FAO, in collaboration with OIE, regional organizations and countries, recommends immediate implementation of the following sets of actions at a national, regional and global level.

At the national level, donor assistance is required to help governments:

-- To strengthen the central animal health and Veterinary Public Health Services to better manage national surveillance systems, to improve early detection and response, define strategies, and monitor their implementation.

-- To implement disease prevention and control programmes, including stamping out, biosecurity and vaccination as appropriate.

-- To develop better tools (e.g., diagnostic methods, vaccines, antiviral agents) and analyse their effectiveness and costs, under local conditions, to help mitigate risk.

At the regional and global level, donor assistance is required to help:

-- To support incipient regional diagnostic and surveillance networks, improve the quality of epidemiological information and facilitate transparency, sharing of information and early warning, leading to better prevention and control of avian influenza.

-- To strengthen regional co-operation with the goal of helping countries harmonize surveillance and control strategies, realize economies of scale and scope, and establish sustainable funding and financial instruments for cross-border activities.

Controlling avian influenza in Viet Nam and in other parts of Asia to decrease the risk to human health and food production in Asia and worldwide is our common duty. The choice of Vietnam for this Conference is relevant, because bird flu has severely affected this country and the Government has introduced substantial control measures. However, due to the widespread existence of the virus in reservoir species, such as ducks, it is very difficult to eliminate it from the country. Viet Nam's surveillance and reporting systems have improved significantly and many lessons can be learned from this case. The control programme needs continuous support and more investment from the Government and the international community to prevent human infection, improve the capacity to find and control the disease and to support the use of vaccination, where appropriate.

FAO, in collaboration with OIE and other partners, has identified a global strategic approach that will require sustained donor support to countries in this region.

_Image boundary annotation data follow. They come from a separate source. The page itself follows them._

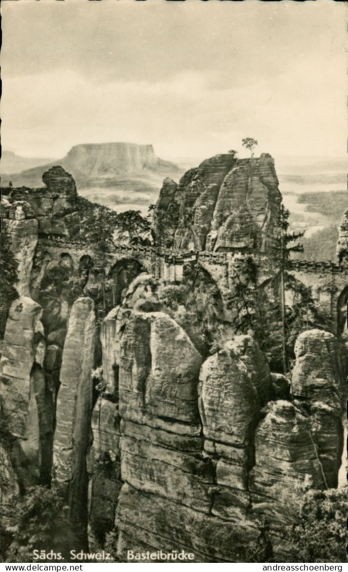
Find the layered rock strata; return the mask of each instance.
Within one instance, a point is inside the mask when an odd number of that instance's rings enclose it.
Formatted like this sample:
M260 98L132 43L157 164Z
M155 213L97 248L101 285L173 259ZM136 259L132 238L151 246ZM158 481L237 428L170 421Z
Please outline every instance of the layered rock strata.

Stopping the disease at source is a strategy that fully recognizes the importance of sound animal health and veterinary public health infrastructures in dealing with epidemic diseases and promoting food security. It is also the prerequisite for all efforts which countries will undertake in repositioning, rehabilitating or even restructuring their poultry sector. Such repositioning of the poultry sector relies on effective and efficient animal health management capabilities, whichever the role of this sector may be.

I encourage the international community to respond to the urgent requirements of the countries of the region for support in their efforts to get on top of this current serious situation; FAO stands ready to continue assisting in this process.

I look forward to three days of excellent scientific and technical discussion with a practical focus on the refinement of all measures required ranging from technical interventions through to economic and veterinary public health policies. Once again, thank you for your participation in the meeting -- and for helping in the effort to control avian influenza at source.